Around Adam she didn’t feel ordinary, or overlooked, or as if she were destined to be everyone’s go-to friend. She felt seen—not only as a woman, but as the only woman in the room. And yes, she understood, right then she was the only woman in the room. But the way he watched her and touched her made her feel unique.

Wanted.

“Whoa,” he said, giving her hand a soft squeeze. “Dating 101 states you aren’t supposed to cry when a guy pays you a compliment. You’re supposed to smile and say thanks in that mysterious way that neither confirms nor denies your interest so he’s inclined to buy you a drink in order to solve the mystery.”

She blinked back the forming tears, then bent over and kissed his cheek, the stubble tickling her lips as she whispered, “Thank you.”

“You need to hold your cards a little longer,” he said quietly when she pulled back. “Going in for the kiss with one compliment is too easy, even for me.”

She choked a little on her tears. “It was the perfect compliment and a perfectly disastrous day, so it deserved a kiss.”

“Want to talk about it?” he asked, repeating her earlier words.

“Not really.”

“Yeah, well, me neither,” he said. “But since I just broke every rule known to man about women and asked you, while wearing merlot undies by the way, the least you can do is indulge me.”

“It’s stupid, really.” And completely humiliating.

“Then we’ll both laugh.” He took a sip of the Scotch and handed it to her. “Which, if you ask me, beats the shit out of crying.”

A small chuckle escaped, and he was right, it did feel good. In fact, it felt so good she did it again.

He palmed her hips and drew her even closer, leading her between his legs, until their thighs were brushing “See, it can’t be so bad if you’re already laughing just thinking about it.”

Harper took a sip, then cringed as the liquid courage burned a path down her throat. When she could pass air through her chest again, she said, “Liza Miner stopped by to tell me Crafty Mamas would run a craft booth, and the elementary school is on board as well.”

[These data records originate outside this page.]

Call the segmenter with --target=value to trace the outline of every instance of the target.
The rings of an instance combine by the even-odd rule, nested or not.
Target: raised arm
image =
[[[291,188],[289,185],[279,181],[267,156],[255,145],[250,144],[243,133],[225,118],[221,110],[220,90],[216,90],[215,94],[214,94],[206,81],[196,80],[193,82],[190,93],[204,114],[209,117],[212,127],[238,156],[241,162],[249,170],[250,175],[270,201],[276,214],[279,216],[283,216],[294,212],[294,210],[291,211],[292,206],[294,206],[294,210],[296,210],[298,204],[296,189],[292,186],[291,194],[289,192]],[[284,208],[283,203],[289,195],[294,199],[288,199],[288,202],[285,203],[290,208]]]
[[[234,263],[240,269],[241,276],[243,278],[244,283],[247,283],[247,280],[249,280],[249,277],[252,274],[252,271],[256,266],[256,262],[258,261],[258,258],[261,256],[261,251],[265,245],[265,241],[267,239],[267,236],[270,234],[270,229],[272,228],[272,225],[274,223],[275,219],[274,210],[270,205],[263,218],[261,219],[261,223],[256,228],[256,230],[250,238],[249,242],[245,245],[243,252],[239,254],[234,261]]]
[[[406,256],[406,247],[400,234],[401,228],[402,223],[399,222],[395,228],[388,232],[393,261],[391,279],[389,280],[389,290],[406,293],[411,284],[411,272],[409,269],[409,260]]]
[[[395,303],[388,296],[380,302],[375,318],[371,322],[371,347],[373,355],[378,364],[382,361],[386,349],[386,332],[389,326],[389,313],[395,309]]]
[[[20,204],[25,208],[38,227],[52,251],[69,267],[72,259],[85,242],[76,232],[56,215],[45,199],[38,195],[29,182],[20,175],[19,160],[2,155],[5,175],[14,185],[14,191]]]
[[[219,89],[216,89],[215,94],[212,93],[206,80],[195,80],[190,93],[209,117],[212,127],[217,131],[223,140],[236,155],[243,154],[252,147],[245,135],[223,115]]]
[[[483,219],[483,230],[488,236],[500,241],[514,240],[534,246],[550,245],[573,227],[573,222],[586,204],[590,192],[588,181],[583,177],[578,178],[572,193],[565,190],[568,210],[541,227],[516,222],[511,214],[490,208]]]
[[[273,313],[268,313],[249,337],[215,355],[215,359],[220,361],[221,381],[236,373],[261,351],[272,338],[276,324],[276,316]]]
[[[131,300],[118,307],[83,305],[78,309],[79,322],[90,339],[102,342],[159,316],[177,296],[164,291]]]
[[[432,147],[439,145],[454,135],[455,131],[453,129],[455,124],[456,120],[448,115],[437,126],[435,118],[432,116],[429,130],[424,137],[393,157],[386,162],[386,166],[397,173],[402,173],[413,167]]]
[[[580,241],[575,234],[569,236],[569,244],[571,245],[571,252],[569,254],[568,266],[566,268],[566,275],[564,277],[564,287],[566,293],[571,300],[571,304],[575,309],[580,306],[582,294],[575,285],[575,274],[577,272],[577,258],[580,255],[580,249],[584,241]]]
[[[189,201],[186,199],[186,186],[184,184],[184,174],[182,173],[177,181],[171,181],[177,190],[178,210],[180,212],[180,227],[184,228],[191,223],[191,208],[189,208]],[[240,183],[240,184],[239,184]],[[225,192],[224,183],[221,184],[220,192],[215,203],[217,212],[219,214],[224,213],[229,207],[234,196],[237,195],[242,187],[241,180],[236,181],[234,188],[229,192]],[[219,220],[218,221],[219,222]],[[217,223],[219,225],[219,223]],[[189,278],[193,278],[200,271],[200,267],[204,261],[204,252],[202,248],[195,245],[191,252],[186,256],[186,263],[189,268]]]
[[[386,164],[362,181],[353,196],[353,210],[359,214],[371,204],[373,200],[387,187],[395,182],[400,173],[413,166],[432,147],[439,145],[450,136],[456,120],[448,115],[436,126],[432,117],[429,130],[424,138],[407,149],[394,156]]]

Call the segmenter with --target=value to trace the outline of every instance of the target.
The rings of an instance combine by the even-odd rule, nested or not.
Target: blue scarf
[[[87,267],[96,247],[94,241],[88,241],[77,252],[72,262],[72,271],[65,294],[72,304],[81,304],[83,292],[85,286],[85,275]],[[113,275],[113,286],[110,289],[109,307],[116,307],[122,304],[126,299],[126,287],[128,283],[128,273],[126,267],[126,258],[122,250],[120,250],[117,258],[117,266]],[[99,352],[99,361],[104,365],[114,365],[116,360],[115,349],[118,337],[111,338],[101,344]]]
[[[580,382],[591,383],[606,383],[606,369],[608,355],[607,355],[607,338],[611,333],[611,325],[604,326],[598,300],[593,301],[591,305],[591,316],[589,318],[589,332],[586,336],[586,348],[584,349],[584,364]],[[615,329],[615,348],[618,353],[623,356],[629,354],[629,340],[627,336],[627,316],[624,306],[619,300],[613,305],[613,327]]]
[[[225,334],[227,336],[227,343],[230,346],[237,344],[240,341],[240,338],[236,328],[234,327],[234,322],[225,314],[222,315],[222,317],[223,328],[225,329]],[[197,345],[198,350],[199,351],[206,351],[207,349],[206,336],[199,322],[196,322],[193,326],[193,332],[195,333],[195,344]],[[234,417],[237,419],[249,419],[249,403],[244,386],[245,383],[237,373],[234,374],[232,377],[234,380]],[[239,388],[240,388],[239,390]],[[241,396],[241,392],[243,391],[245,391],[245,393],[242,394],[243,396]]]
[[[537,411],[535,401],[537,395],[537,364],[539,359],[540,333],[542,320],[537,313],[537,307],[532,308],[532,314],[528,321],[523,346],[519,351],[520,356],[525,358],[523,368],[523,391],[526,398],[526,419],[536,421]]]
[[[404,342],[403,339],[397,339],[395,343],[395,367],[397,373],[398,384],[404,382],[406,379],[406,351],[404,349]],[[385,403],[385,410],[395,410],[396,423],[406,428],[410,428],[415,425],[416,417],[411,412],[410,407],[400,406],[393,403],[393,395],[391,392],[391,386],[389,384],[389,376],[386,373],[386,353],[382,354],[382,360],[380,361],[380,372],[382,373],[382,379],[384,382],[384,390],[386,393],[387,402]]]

“That’s great. Better than great. It means we actually have a booth filled.”

“And she’ll fill more booths,” she said. “As long as her mommy blog gets all the credit for hosting the event.”

Adam laughed. “I don’t care what she says on her blog. As long as she helps fill tables, and all the proceeds go to the Back-to-School Packs fund, we’re golden.”

“She’ll be happy to hear that,” Harper said. It was still unfair, and extremely petty, but if Adam was okay with it then who was Harper to deny Liza? It wasn’t as if boasting about fake accolades was any more dishonest than convincing an entire town of a fake relationship. Which gave Harper fake street cred in the allure department. “She asked my advice on lingerie for a date she has, right now, actually. She said she wanted to feel sexy.”

“Lingerie? Sex? Hell, if I knew this was what women talked about, I would have asked to chat it out a long time ago,” he said, only half joking. “What did you recommend?”

She felt her cheeks flush. “Honeysuckle.”

“Ah. Great choice.” He lifted his hand to tug at the neckline of her shirt over one shoulder. “Is that what you’re wearing under here?”

She smacked his hand away with her free one. “No.”

“What?” he said, sounding like the offended party. “I’m in my skivvies and I don’t even get a little peek of lace?”

“You’re the subject, not me.”

“What are you going to subject me to?”

She ignored this, but didn’t move her shirt back up. “Liza wasn’t shopping for just any date. It was a first date. With Clay Walker.”

“Ouch.”

“I guess my pep talk on how he could be a good dad and manage to find some time for himself really inspired him. To ask Liza Miner out.”

“Classic dildo move.” His gaze drifted over her mouth, as his hands drifted well below the belt loops on her cutoffs. “Guy’s a moron.”